Anne Barbusse a commencer par publier des textes en revues : Phréatique dans les années 90, et dans Arpa en 1997 et en 2006, et bien sûr dans Les Hommes sans Épaules. « J’ai la force de numéroter les pages écrites, donc du vivre, l’écrivant est psychotique par essence puisqu’il se coupe du monde pour accéder au monde », nous dit Anne Barbusse, dont les poèmes (certains ont paru en revues), sont un témoignage du profond mal de vivre. Celui d’une femme en folle famine d’affection, d’une mère seule et blessée comme une île au bout de ses rails (« Ne me brusquez pas, aidez-moi »), d’où s’évadent des voyages en camisole dans la métaphore du cri. Une expression riche et très forte. Les pulsations de cœur de la douleur.

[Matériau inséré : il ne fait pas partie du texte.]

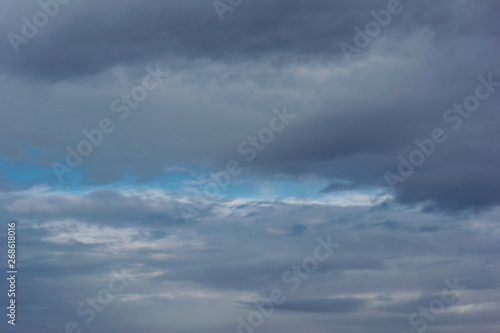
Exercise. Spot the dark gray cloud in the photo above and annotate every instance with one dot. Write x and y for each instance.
(322, 175)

Moi, la dormante, est un journal poétique, entamé lors d’un premier séjour en hôpital psychiatrique en 2004 au début d’une dépression. Mêlant vers et prose, il témoigne d’une volonté de rendre compte d’une expérience extrême, d’une descente aux enfers à l’intérieur de soi et des autres, et de la découverte de la dureté de l’univers psychiatrique, entre médicaments et enfermement. Il s’agissait alors de garder trace, de témoigner de la maladie psychiatrique, de tous ceux qui éprouvent angoisse et souffrance à tout simplement exister et accomplir les gestes d’une journée quotidienne, alors que la dépression ôte tout élan vital et ravive toutes les questions de l’existence passée (enfance, amours, maternité). Le cahier d’écriture était alors devenu une urgence. Alors même que la dépression, dans son intensité, empêche souvent toute création et condamne au silence, le défi était de rendre compte d’un état limite au jour le jour dans l’immédiateté du vécu et non dans l’après-coup rétrospectif, et de s’arrimer aux mots, au texte, à la création, à ce qui restait, pour explorer les méandres de la pensée/du langage malade. Comme une écriture du désastre qui en soi conjure le désastre.

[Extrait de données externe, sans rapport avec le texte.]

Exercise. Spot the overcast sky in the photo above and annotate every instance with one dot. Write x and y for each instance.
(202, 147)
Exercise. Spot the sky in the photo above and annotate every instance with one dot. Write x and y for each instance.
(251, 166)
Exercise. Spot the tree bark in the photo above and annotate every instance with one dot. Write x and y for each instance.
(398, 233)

 Les accouchantes nues est issu d’un journal écrit en 2004 lors d’un séjour à l’hôpital psychiatrique. Après Moi la dormante, publié aux éditions Unicité en 2021, qui retraçait la descente aux Enfers de la dépression avec repli sur soi et plongée dans la psychiatrie en fin d’hiver, entre médicaments et enfermement, ce recueil amorce la remontée, la sortie hors de la confrontation aux autres malades avec toutes leurs fêlures essentielles, la naissance de soi à soi, la réalisation d’avoir donné naissance. Dans une progression non linéaire et heurtée de doutes et retours en arrière, ce journal interroge part de soi, part de l’autre et part du monde, afin d’accoucher d’une vie possible et d’une écriture maïeutique, fragile mais avançante, en vers ou en prose, quêtant délivrance et juste adéquation entre un soi défaillant, tronqué, hospitalisé, et le monde plein du printemps dissonant d’avril hors hôpital. Se joue comme un triple accouchement, celui de moi-même pour réparer ma propre mère défectueuse, celui de mon fils par césarienne (accouchement confisqué par les médecins et bras sanglés), et celui d’une écriture qui elle seule répare les deux premiers accouchements. S’enfanter comme on s’écrit.

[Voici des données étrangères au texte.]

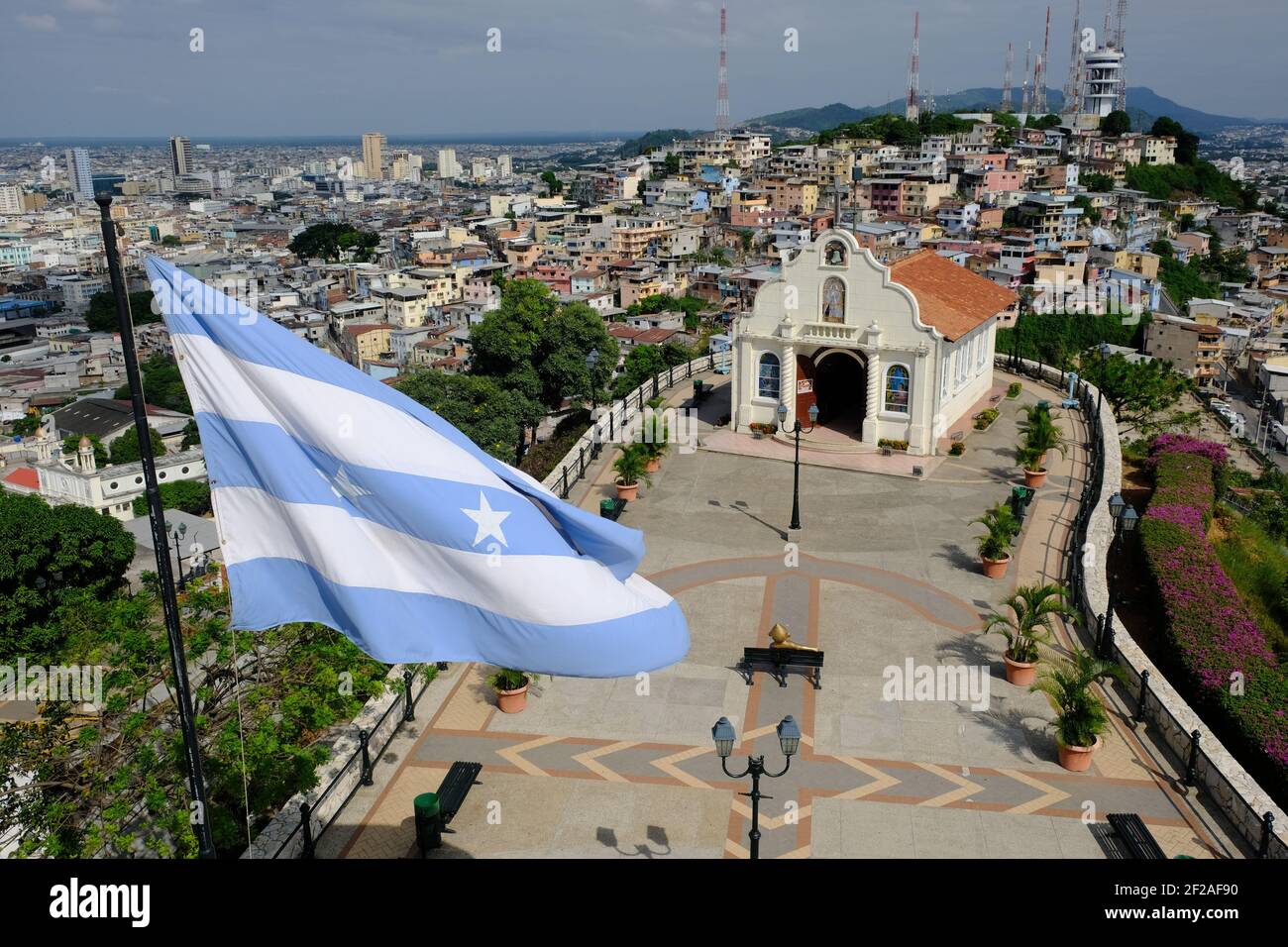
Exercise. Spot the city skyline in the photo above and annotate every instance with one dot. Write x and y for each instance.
(398, 58)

 Á Petros, crise grecque « C’est une histoire grecque et française, cinématographique et internationale, plurilingue et catastrophique, antique et contemporaine, où s’entrelacent crise amoureuse et crise économique. Avec ce recueil au ton résolument actuel, Anne Barbusse nous donne à lire un texte poétique, riche et dense, mais hors normes, tant par la forme, qui ne s’interdit pas le récit – agencé comme une (petite) tragédie – que par le brassage de styles (entre tonalités lyrique et épique), faisant alterner des rythmes d’écriture amples ou saccadés. Un texte romantique dans un monde capitaliste » A.B.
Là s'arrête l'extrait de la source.